Pues bien, la primera salvedad sería por qué el sistema universitario debe estar estatalizado. Si las justificaciones para un sistema educativo básico regido por el Estado de forma directa ya son cuanto menos discutibles, no termina de entender por qué el Estado tiene que organizar y gestionar directamente la enseñanza posobligatoria. Una vez que los niños hayan recibido la instrucción básica, el Estado no cuenta con ningún incentivo para seguir el proceso educativo de los estudiantes. La democratización de la universidad ha llevado a la proliferación de estas, a la existencia de campus en prácticamente todas las ciudades de tamaño pequeño y, como consecuencia de ello, a la minusvaloración de los títulos por parte del mercado de trabajo.

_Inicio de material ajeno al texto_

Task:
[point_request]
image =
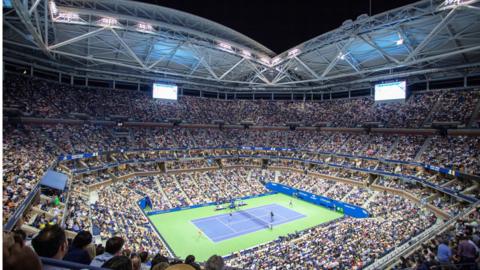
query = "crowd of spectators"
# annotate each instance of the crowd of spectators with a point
(457, 247)
(20, 252)
(35, 97)
(29, 150)
(45, 143)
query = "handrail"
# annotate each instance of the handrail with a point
(67, 264)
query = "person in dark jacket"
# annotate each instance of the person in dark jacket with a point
(78, 252)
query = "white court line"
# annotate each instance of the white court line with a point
(235, 232)
(202, 232)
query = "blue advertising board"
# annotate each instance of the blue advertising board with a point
(347, 209)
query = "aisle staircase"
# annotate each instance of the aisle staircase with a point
(475, 115)
(428, 120)
(177, 184)
(424, 147)
(167, 201)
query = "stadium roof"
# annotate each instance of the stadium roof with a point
(125, 39)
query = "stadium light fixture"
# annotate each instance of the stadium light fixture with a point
(145, 27)
(225, 46)
(265, 60)
(108, 21)
(246, 53)
(293, 52)
(68, 16)
(53, 8)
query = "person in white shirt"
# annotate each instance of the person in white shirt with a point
(113, 248)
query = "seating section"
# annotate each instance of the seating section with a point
(104, 200)
(35, 97)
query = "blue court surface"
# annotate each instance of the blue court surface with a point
(223, 227)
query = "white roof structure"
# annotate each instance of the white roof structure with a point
(126, 39)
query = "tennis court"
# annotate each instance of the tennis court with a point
(226, 226)
(180, 229)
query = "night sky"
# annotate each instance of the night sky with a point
(280, 25)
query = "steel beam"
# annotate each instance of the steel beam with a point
(77, 38)
(432, 33)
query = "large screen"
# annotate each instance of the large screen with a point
(390, 91)
(165, 91)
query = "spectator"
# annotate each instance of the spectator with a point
(444, 252)
(191, 261)
(51, 242)
(136, 261)
(17, 256)
(144, 257)
(215, 262)
(78, 250)
(113, 248)
(467, 253)
(118, 263)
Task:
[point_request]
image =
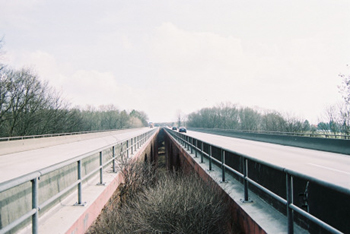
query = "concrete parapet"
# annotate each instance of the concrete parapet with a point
(252, 217)
(62, 216)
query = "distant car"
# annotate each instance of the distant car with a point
(182, 129)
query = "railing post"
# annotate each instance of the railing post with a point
(121, 152)
(289, 185)
(210, 159)
(135, 144)
(223, 167)
(202, 153)
(101, 169)
(245, 181)
(35, 216)
(113, 154)
(196, 149)
(191, 141)
(187, 142)
(79, 184)
(132, 146)
(127, 148)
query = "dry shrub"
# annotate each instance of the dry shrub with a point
(174, 203)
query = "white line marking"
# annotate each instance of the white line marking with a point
(329, 168)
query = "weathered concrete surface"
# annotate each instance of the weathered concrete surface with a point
(256, 217)
(96, 196)
(70, 219)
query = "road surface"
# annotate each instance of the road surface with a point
(330, 167)
(34, 156)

Sin embargo, una vez que se conoce el sistema educativo desde dentro, la cuestión comienza a cobrar sentido. El sistema universitario estatal, como todos los servicios públicos, son un fin en sí mismos. No se trata de ofrecer una educación de calidad, sino la constatación de la cantidad de personas que viven del sector. Ahí tenemos los ránquines internacionales en los que las universidades españolas no es que queden mal, es que directamente ni aparecen. Claustros y alumnado luchan a capa y espada para que cualquier tipo de innovación educativa, especialmente el acercamiento de la realidad empresarial a las aulas quede totalmente al margen.

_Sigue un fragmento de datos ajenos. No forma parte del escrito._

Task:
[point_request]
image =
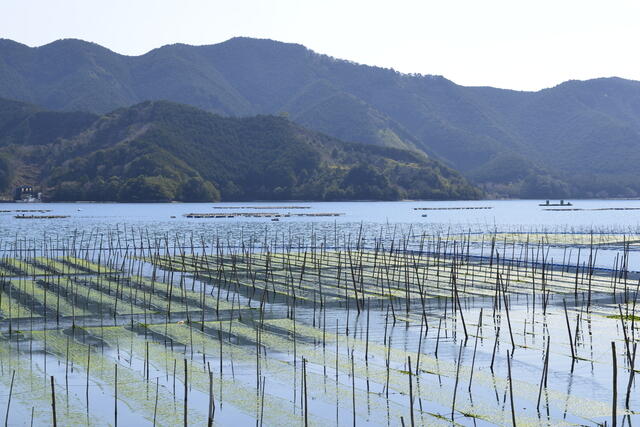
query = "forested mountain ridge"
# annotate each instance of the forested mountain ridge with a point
(580, 138)
(163, 151)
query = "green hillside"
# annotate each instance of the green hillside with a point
(162, 151)
(580, 138)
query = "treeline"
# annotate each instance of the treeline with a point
(162, 151)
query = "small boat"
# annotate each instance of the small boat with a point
(562, 203)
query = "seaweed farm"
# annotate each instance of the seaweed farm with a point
(370, 326)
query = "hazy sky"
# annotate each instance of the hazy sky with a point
(512, 44)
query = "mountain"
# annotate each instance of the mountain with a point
(580, 138)
(161, 151)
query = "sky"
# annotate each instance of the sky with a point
(513, 44)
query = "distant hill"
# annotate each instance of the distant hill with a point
(162, 151)
(580, 138)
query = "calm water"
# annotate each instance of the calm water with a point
(388, 220)
(503, 215)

Pero existe una cuestión aún más perniciosa respecto de la enseñanza universitaria: su regresión. Frente a unos Estados modernos que claman la redistribución de la renta como uno de sus principales papeles (aunque esto viole el principio de igualdad ante la ley), las universidades toman su financiación de los contribuyentes (léase, las clases medias) para financiar los estudios de unos pocos estudiantes (más de los que deberían, en realidad). Al subvencionar los estudios universitarios, los estudiantes no asumen el coste íntegro de su acción, por lo que arrojan sobre la espalda de los contribuyentes parte de sus costes. Un joven que comience a trabajar lo antes posible, por ejemplo, estará financiando con sus impuestos los estudios de otros jóvenes de su edad que decidan continuar estudiando.

Pero no sólo eso. La universidad es un tipo de sector en el que se vuelve a competir deslealmente entre el Estado y los entes privados, al igual que sucedía con los medios de comunicación. Así, mientras las universidades privadas viven de las matrículas de sus alumnos y los derechos sobre patentes que puedan obtener de sus investigaciones, las universidades públicas siempre contarán con la financiación estatal, con el perverso incentivo sobre la productividad que ello supone.

Sin embargo, en el debate entre universidades públicas y privadas, los defensores del estatismo argumentan que la enseñanza pública cuenta con mayor calidad precisamente por situarse en mayores niveles de sexenios, acreditaciones y todo tipo de beneplácitos administrativos de la propia administración. Esto es, las universidades estatales cuentan con mejores certificaciones estatales. Pero, es debido a esa liberación de horas y de carga de trabajo que puede sustentarse sobre las espaldas de los contribuyentes la razón principal por la que un profesor de la universidad estatal puede dedicar parte de su jornada laboral a la investigación, mientras que los profesores de la enseñanza privada tienen la necesidad de impartir más docencia para justificar los beneficios de sus universidades.

Pero la última cuestión, y puede que la más hiriente, sea cómo la universidad estatal se convierte en correa de transmisión del poder político. No es infrecuente ver cómo catedráticos, decanos o rectores van y vuelven de la universidad estatal a la política y viceversa. Las promociones estatales de estudiantes son cantera del sector público, tanto en funcionariado como de cargos públicos. Pese a tratarse, en teoría, de entes autónomos, lo cierto es que las universidades viven en una matrimonio de conveniencia con el poder político, en cierto modo parecido a la banca o las compañías eléctricas.